By Stefano Esposito and Anna Heling Staff Reporters February 11, 2013 7:02PM
(FILES) This recent file picture taken on February 6, 2013 at the Paul VI hall at the Vatican shows Pope Benedict XVI arriving for the weekly general audience. The Vatican spokesman announced that Pope says he will resign on February 28. AFP PHOTO / FILES / VINCENZO PINTOVINCENZO PINTO/AFP/Getty Images
Updated: March 13, 2013 6:31AM
The top candidates for the next pope must include black and brown faces — and come from countries in the developing world, where the Catholic Church is booming, according to the conventional wisdom.
But like the Vatican’s centuries-old and cloistered election process itself, the matter is infinitely more complicated, say several Chicago-area experts.
“And that’s why Catholics believe the Holy Spirit will guide [the cardinals],” said Peter Casarella, director of the Center for World Catholicism and Intercultural Theology at DePaul University. “It’s hard. It’s not an easy job.”
The tricky mission awaiting the College of Cardinals when it convenes in Rome to elect a new pontiff is to choose one who appeals both to the growing masses in Africa, Latin America and Asia, as well as to some Western followers who question the relevancy of their faith, experts say. So who’s in the running?
“It’s probably too early to do a lot of handicapping — it’s too early to start sizing up the horse race,” said Ralph Keen, a professor of Catholic studies and history at UIC. “There are going to be dark horses.”
Nonetheless, Cardinal Peter Turkson of Ghana and Cardinal Luis Antonio Tagle of Manila in the Philippines are on many shortlists.
“I think it’s Turkson,” predicted Michael Murphy, director of Loyola University’s Catholic Studies program. “Turkson is attractive because [of] his job right now . . . [on]the Pontifical Council for Justice and Peace. Those types of themes in the church and having that type of expertise in this day and age are going to be very attractive. I think the church is ready for an African pope.”
Casarella says he understands why Tagle could be the next pope.
“I wouldn’t say he’s my front-runner — I don’t have a front-runner,” Casarella said. “He represents one of the largest dioceses in the world. He’s very charismatic.
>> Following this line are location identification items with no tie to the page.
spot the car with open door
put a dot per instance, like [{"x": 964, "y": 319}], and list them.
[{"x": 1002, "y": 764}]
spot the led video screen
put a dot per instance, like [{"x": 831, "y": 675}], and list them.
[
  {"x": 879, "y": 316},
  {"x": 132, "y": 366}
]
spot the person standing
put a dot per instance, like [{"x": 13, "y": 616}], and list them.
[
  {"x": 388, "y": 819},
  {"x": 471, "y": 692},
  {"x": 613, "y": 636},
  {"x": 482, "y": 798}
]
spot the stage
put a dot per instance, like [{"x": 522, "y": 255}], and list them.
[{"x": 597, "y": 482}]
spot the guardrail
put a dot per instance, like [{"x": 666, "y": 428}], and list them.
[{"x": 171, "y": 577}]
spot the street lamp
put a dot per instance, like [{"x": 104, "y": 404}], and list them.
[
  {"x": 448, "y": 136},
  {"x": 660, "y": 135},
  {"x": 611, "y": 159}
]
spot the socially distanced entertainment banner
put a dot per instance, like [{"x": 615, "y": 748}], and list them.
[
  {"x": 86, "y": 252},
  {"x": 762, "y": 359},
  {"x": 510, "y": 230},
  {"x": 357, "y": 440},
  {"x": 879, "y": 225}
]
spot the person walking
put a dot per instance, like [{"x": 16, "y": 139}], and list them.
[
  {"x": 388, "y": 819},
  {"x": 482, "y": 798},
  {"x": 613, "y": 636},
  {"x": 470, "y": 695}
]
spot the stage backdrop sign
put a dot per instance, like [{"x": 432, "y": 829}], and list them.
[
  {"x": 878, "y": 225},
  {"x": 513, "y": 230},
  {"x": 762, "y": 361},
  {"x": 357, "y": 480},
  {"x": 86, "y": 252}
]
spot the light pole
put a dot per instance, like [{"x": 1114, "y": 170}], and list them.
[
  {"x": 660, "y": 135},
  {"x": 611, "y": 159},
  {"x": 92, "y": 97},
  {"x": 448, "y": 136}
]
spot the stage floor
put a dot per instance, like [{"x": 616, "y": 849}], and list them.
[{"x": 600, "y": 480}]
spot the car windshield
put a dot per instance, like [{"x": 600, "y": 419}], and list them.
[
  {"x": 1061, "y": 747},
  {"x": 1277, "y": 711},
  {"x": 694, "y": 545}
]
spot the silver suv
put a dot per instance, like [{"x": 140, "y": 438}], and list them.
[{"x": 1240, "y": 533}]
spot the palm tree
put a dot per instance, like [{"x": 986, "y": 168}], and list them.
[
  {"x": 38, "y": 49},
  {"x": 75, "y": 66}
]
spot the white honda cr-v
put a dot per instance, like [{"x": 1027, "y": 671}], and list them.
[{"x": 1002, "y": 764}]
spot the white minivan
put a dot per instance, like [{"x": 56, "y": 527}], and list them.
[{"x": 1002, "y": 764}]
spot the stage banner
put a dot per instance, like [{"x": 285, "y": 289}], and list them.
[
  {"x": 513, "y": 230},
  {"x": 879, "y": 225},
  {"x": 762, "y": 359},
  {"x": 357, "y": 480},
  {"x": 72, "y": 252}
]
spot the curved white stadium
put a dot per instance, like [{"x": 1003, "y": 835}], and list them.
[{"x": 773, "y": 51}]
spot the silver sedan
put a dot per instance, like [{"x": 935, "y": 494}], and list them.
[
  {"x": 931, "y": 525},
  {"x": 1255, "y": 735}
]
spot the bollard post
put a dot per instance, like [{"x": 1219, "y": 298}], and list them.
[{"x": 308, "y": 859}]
He blogs and tweets. . . . But he also deals with the question of the renewal of faith and the need to keep a strong faith.”
Though few are absolutely ruling out the possibility of the election of the first American pope, it appears unlikely it would be Cardinal Francis George.
“Given the current pope’s age and his reason for stepping down, they will be looking for someone younger and more vigorous. . . .” Keen said.